Varying octane levels in todays gasoline may cause detonation in some engines. Detonation is caused by an uncontrolled explosion (burn) in the combustion chamber. This uncontrolled explosion could produce a flame front opposite that of the normal flame front produced by the spark plug. The rattling sound normally associated with detonation is the result of two or more opposing pressures (flame fronts) colliding within the combustion chamber. Though light detonation is sometimes considered normal, heavy detonation could result in engine damage.
To control spark knock, a Knock Sensor (KS) system is used. This system is designed to retard spark timing up to 20° to reduce spark knock in the engine. This allows the engine to use maximum spark advance to improve driveability and fuel economy.

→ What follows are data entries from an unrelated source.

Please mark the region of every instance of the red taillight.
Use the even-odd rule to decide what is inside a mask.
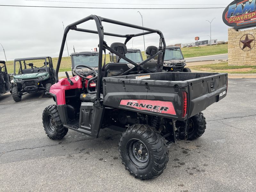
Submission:
[[[188,99],[187,93],[184,91],[182,92],[183,95],[183,110],[182,113],[182,117],[185,117],[187,114],[187,109],[188,106]]]
[[[227,91],[226,92],[228,92],[228,78],[227,78]]]

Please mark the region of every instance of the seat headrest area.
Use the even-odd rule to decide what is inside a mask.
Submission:
[[[113,43],[111,44],[110,47],[124,56],[127,52],[126,45],[122,43]]]
[[[146,49],[146,54],[151,57],[157,52],[158,50],[156,46],[148,46]]]

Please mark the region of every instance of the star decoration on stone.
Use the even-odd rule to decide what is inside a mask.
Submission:
[[[249,39],[248,38],[248,35],[246,35],[246,36],[245,36],[245,39],[244,40],[240,40],[240,42],[244,44],[244,45],[243,46],[242,49],[244,50],[244,49],[246,47],[249,47],[250,49],[251,49],[252,47],[251,46],[250,44],[253,41],[254,41],[254,39]]]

The KS system has two major components:
• | KS module. |
• | Knock sensor. |
The knock sensor detects abnormal vibration (spark knocking) in the engine. The sensors are mounted in the engine block near the cylinders. The sensors produce an AC output voltage which increases with the severity of the knock. This signal voltage is input to the PCM. The PCM then adjusts the Ignition Control (IC) timing to reduce spark knock.
The knock sensor is used to detect engine detonation, allowing the PCM to retard Ignition Control (IC) spark timing based on the KS signal being received. The knock sensor produces an AC signal which rides on a 5 volts DC signal supplied by the PCM. The signal amplitude and frequency is dependent upon the amount of knock being experienced.

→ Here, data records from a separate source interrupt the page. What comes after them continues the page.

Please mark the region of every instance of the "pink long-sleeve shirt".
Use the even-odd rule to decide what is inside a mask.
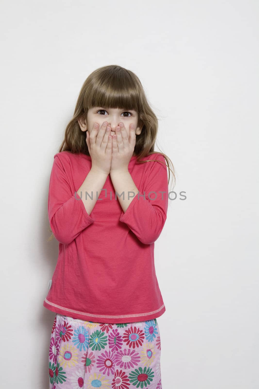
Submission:
[[[167,218],[167,169],[158,161],[137,163],[136,158],[131,158],[128,170],[139,193],[135,194],[126,212],[120,193],[115,199],[109,175],[89,215],[81,198],[85,193],[79,196],[76,192],[91,168],[91,157],[68,151],[54,155],[48,213],[59,243],[43,302],[48,309],[106,323],[146,321],[165,310],[154,248]],[[149,159],[165,162],[160,154],[142,158]]]

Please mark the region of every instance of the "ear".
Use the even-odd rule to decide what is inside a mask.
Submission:
[[[77,121],[79,124],[79,126],[82,131],[86,131],[87,129],[87,126],[86,123],[86,120],[83,116],[81,116],[77,119]]]

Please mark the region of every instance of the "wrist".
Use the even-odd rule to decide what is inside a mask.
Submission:
[[[114,170],[110,170],[110,176],[120,175],[121,175],[127,174],[129,173],[127,168],[120,169],[116,169]]]
[[[108,172],[104,172],[96,166],[92,166],[90,169],[90,172],[96,175],[99,175],[100,177],[108,177],[109,173]]]

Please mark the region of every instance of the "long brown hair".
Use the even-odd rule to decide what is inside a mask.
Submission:
[[[85,80],[79,93],[73,117],[66,126],[59,152],[67,151],[90,156],[86,141],[86,131],[81,131],[78,120],[82,118],[86,119],[88,110],[94,107],[108,107],[136,111],[138,116],[137,125],[140,126],[141,122],[144,123],[141,133],[136,135],[134,152],[137,156],[137,163],[144,163],[154,161],[141,160],[143,157],[151,154],[162,154],[169,169],[168,184],[171,170],[175,185],[174,168],[172,161],[165,154],[154,150],[158,130],[158,120],[148,103],[142,85],[134,73],[118,65],[99,68]],[[173,189],[174,187],[174,185]],[[52,232],[50,225],[50,231]],[[52,233],[48,241],[51,240],[54,236]]]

The PCM contains a replaceable Knock Sensor (KS) module. The KS module contains the circuitry that allows the PCM to utilize the KS signal and diagnose the KS sensor and circuitry. If the KS module is missing or faulty causing a continuous knock condition to be indicated, the PCM will set DTC P0325.
The PCM determines whether a KS system fault is present by monitoring the voltage level on the KS noise channel at various engine speeds. Normal engine noise varies depending on engine speed and load. If the voltage level on the KS noise channel voltage is below the range considered normal, DTC P0327 will set, indicating a fault in the KS circuit or the knock sensor. If the PCM determines that an abnormally high noise channel voltage level is being experienced, a DTC P0326 will set.
The scan tool has four data displays available for diagnosing the KS system. The four displays are described as follows:
• | KS Activity is used to monitor the input signal from the knock sensor. KS Activity will display Yes while knock is being detected. |
• | Knock Retard is the indication of how much the PCM is retarding the spark. The PCM will retard spark in response to the Knock sensor signal. |
• | KS Minimum Learned Noise indicates the minimum level that the PCM has detected on the noise channel while the noise level was being learned. |
• | KS Noise Channel indicates the current voltage level being monitored on the noise channel. |
DTCs P0325, P0326, and P0327 are designed to diagnose the KS module, the knock sensor, and related wiring, so problems encountered with the KS system should set a DTC. However, if no DTC was set but the KS system is suspect because detonation was the customers complaint, refer to Detonation/Spark Knock in Symptoms.